Compound Interest in Simple Words
Investing revolves around a straightforward proposition: you trade present-day liquidity for a future pay-out, with the potential reward directly related to the amount of risk you are willing to take.
Investments come in all types of shapes and sizes, from savings accounts, the stock market, or even your cousin’s start-up. The idea behind compound interest is relevant to them all.
For instance, investing $1,000 in a savings account that is bearing 6% annual interest will net you $1,060 after the end of the first year. However, if you keep your money in the same savings account for another year, you will receive a 6.0% return on the $1,060. That $60 you have gained will now also start to earn money. Assuming the interest rate remains the same, by the end of year two you will now have $1,123.60.
While the gains are not overwhelming at first, if you keep your money in the account for 10 years, your investment will have ballooned to $1,790.85. After 12 years, your initial investment of $1,000 will have more than doubled in value.
This example assumes that your account compounds interest on an annual basis. If the compounding takes place at a higher frequency, you will enjoy even greater benefits. Use the TipRanks’ compound interest calculator to better understand how changing the frequency of the compounding timeframes will impact your earnings.
The Snowball Effect of Compound Interest
The same principle that works for a savings account has relevance for all types of investments.
Keeping your money invested in good investments allows your wealth to continue growing at increasingly better rates. Re-investing dividends earned in the stock market will allow you to acquire larger holdings. Keeping your money in your cousin’s start-up will allow the business to continue growing by finding new markets or product lines.
It all comes back to the initial trade-off: short-term liquidity for long-term wealth. As your pot of money expands, continuing to re-invest this money allows you to grow your wealth at increasingly higher rates.
The Flip Side: The Debt Cycle
It is important to understand the idea behind compound interest due to its potential to help you increase your wealth. But it is also important to understand why it can keep you underwater.
Just as your investments will continue to grow over time, financing your debt is not cost-free.
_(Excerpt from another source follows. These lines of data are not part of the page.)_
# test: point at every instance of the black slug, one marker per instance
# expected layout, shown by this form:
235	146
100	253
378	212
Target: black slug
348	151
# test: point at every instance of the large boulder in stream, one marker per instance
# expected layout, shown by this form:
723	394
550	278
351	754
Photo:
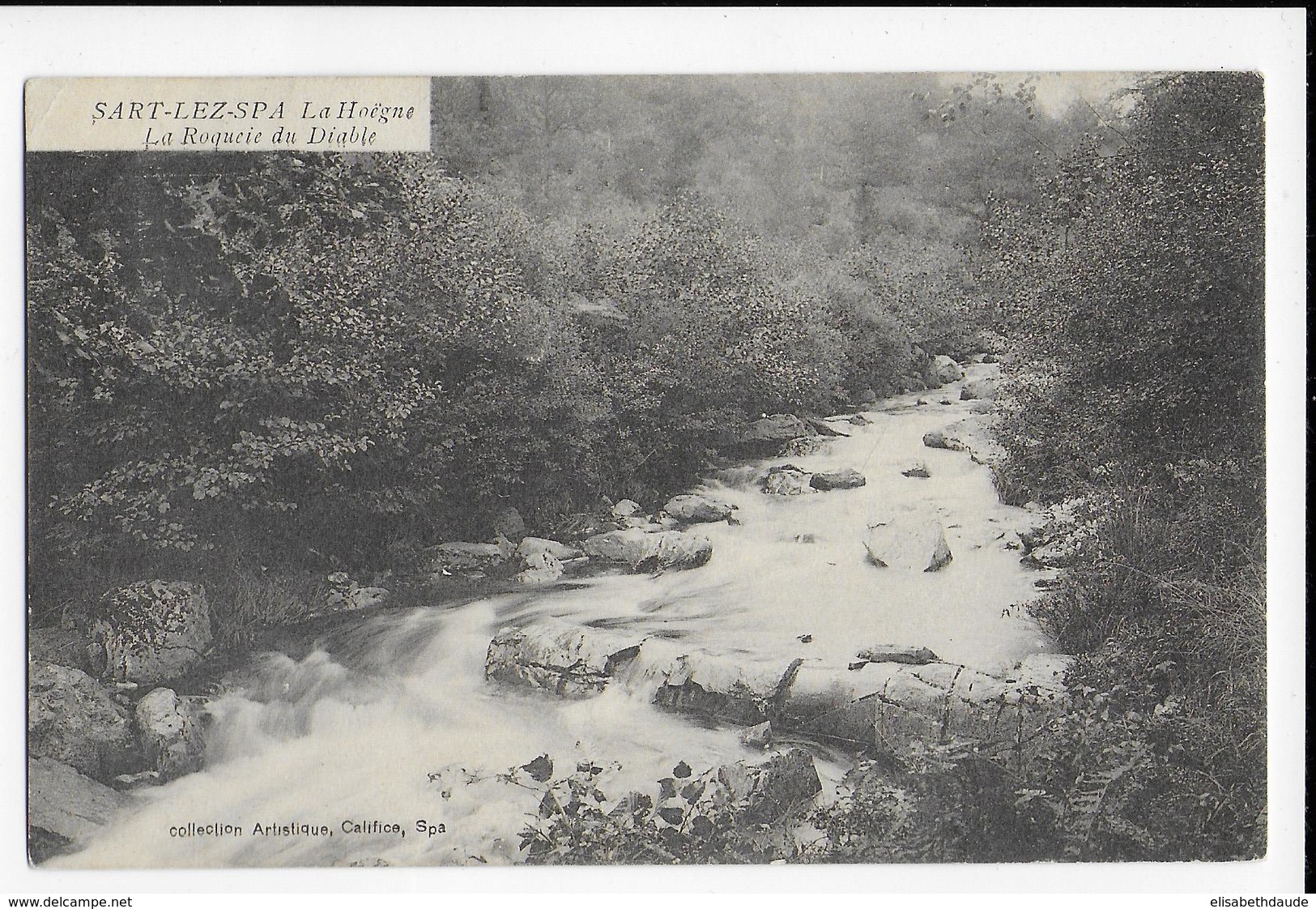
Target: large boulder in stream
764	437
151	631
907	696
848	479
909	544
540	568
696	509
970	435
568	660
75	721
786	480
947	370
530	546
65	806
172	732
650	551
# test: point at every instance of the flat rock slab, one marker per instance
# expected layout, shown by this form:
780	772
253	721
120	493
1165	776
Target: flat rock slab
969	435
884	702
848	479
560	658
530	546
696	509
787	480
645	549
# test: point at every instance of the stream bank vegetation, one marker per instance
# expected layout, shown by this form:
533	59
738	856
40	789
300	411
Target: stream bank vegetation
262	370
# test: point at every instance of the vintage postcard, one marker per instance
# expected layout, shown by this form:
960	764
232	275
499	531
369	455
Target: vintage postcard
653	469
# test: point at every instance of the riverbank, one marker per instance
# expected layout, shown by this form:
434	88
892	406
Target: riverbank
387	706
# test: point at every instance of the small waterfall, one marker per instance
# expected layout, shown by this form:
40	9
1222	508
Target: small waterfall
390	729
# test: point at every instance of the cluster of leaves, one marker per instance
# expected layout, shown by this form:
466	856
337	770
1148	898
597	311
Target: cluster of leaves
692	820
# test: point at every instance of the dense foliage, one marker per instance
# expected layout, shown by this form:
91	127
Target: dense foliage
1136	292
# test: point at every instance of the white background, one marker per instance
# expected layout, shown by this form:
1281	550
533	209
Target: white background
172	42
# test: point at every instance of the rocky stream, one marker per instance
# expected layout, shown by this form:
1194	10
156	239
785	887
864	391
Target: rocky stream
856	591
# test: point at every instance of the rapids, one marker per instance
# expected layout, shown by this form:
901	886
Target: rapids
391	719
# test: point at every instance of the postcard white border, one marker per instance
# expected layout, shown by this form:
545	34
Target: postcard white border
336	41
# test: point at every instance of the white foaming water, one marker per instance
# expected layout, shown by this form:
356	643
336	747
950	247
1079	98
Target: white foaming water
393	719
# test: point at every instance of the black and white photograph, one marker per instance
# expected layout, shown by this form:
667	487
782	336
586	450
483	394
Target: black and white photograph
747	468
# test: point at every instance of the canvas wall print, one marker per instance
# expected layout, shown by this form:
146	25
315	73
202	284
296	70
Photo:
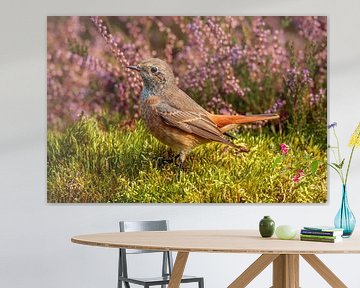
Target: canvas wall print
186	109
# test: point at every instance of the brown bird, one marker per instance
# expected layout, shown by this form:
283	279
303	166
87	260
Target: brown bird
176	119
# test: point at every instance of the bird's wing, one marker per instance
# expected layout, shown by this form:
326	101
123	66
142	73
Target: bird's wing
190	122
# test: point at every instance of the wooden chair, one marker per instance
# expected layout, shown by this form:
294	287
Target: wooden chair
167	262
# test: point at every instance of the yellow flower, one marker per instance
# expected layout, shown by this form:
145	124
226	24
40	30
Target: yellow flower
355	138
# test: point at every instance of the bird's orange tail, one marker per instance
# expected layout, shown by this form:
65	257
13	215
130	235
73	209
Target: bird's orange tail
225	120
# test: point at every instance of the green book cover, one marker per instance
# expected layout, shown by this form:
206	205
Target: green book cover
319	236
339	239
323	228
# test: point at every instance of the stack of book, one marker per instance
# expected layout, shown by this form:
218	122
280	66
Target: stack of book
321	234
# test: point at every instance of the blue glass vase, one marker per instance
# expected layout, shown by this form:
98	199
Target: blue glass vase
345	218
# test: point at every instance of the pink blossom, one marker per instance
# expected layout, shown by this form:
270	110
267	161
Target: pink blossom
299	174
284	148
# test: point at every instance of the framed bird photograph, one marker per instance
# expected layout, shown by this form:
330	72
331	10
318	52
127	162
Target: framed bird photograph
180	109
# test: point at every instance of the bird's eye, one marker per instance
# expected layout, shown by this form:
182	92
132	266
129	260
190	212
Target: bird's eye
154	69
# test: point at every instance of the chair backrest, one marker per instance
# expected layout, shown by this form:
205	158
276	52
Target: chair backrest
133	226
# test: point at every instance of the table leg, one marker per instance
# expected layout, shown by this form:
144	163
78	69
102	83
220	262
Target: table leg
178	270
286	271
253	270
323	270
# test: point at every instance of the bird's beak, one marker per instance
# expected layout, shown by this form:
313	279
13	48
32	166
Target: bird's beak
137	68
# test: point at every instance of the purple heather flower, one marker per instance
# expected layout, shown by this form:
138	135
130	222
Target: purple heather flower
284	148
332	125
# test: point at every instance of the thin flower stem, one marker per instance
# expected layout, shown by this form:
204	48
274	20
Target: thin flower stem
349	163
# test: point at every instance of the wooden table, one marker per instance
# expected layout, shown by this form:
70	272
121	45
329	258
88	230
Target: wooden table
284	254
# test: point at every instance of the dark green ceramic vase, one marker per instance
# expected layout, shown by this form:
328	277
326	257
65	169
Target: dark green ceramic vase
266	226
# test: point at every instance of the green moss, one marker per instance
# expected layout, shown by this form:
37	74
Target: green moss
92	162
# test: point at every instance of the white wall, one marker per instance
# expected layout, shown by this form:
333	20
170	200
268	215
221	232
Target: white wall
35	248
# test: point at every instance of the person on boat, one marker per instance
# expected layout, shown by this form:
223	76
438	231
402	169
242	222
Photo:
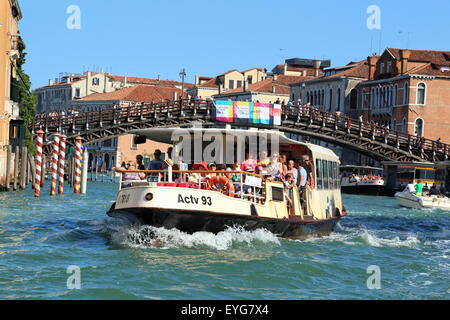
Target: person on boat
275	169
308	167
139	161
265	160
201	178
248	162
434	191
156	164
291	169
410	187
130	176
419	188
289	183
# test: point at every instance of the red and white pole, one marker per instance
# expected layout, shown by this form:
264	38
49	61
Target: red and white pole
77	164
62	159
37	181
55	164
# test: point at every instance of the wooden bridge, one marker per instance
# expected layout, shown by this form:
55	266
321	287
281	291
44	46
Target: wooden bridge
375	142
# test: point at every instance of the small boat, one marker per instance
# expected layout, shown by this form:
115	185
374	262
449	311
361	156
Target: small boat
362	180
409	200
187	201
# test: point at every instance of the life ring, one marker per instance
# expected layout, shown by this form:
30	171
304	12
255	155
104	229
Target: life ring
222	180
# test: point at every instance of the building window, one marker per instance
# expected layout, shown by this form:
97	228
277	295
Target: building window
406	94
404	126
395	95
418	127
331	99
421	90
338	104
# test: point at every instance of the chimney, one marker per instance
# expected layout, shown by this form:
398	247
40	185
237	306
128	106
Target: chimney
404	57
372	63
317	64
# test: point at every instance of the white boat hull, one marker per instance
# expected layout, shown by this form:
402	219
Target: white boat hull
408	200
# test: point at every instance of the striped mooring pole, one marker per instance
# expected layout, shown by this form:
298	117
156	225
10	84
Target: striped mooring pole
76	187
62	159
37	181
55	163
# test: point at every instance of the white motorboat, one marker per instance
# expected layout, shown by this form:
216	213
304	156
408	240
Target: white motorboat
409	200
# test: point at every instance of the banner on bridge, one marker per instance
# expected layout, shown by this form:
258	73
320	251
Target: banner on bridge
245	112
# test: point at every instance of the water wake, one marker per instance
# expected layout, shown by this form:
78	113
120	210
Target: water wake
148	236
The longer you remain in debt, the more difficult it is to escape this vicious cycle.
Credit card debt is especially hard to beat. Most credit card companies compound debt on a daily basis, meaning that it can quickly grow much larger than your initial expenditure. This is why it is essential that you understand not just the amount of your debt, but the interest rates you are being charged. This will help you identify which debts are growing the fastest, and which ones are most pressing to pay off first.
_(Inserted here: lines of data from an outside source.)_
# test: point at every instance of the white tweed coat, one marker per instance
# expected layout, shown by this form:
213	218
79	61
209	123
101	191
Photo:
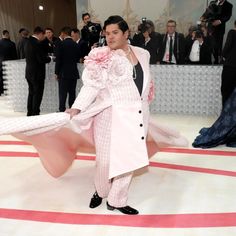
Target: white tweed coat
111	80
110	105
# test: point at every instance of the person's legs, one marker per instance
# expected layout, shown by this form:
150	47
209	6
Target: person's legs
30	98
102	133
37	96
71	91
63	88
118	194
228	82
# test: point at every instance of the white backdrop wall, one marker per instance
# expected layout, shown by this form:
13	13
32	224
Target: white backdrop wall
186	13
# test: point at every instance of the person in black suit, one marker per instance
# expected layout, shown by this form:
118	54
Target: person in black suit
198	49
91	31
148	39
216	15
49	43
24	34
228	76
67	57
172	46
7	52
36	58
82	45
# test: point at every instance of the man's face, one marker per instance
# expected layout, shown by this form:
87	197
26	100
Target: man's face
49	34
115	37
75	36
41	36
171	27
86	19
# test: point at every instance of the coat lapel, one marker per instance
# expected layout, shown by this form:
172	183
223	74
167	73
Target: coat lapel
141	56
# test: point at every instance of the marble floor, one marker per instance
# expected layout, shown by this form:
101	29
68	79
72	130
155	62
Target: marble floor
184	191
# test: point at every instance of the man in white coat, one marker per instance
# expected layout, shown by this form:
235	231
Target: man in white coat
118	73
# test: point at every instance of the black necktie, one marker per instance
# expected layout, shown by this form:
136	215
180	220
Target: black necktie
171	48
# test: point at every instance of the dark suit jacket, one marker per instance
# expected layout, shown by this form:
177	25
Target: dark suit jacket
36	58
49	46
7	50
225	12
21	48
83	48
179	48
229	50
67	57
206	51
152	46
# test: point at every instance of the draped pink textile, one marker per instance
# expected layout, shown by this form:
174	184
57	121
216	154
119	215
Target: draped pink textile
57	147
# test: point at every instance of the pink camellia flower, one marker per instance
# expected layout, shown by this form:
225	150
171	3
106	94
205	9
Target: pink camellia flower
98	57
151	94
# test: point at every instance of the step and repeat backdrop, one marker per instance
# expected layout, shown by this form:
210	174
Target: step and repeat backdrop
193	90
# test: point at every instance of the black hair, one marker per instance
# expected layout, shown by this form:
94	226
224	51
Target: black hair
75	30
38	30
85	14
48	28
21	30
123	26
144	28
4	32
66	30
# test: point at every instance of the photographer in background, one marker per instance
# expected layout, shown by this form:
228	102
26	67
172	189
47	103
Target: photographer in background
198	49
91	31
229	68
216	16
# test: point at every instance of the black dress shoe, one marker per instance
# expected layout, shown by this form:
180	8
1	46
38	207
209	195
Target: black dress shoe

Conclusion: Growing Your Financial IQ
Understanding the idea of compound interest can enable you to make more strategic decisions for how to increase your wealth.
The TipRanks’ compound interest calculator is a useful tool to help you become familiar with this concept. You can plug-in different numbers, interest rates, and compounding frequencies to learn how these different parameters impact the growth of your investment.
Considering compound interest will allow you to maximize the rate of return on your investment. It is a trick the wealthiest and most successful investors use to grow richer. You should should take advantage of it as well.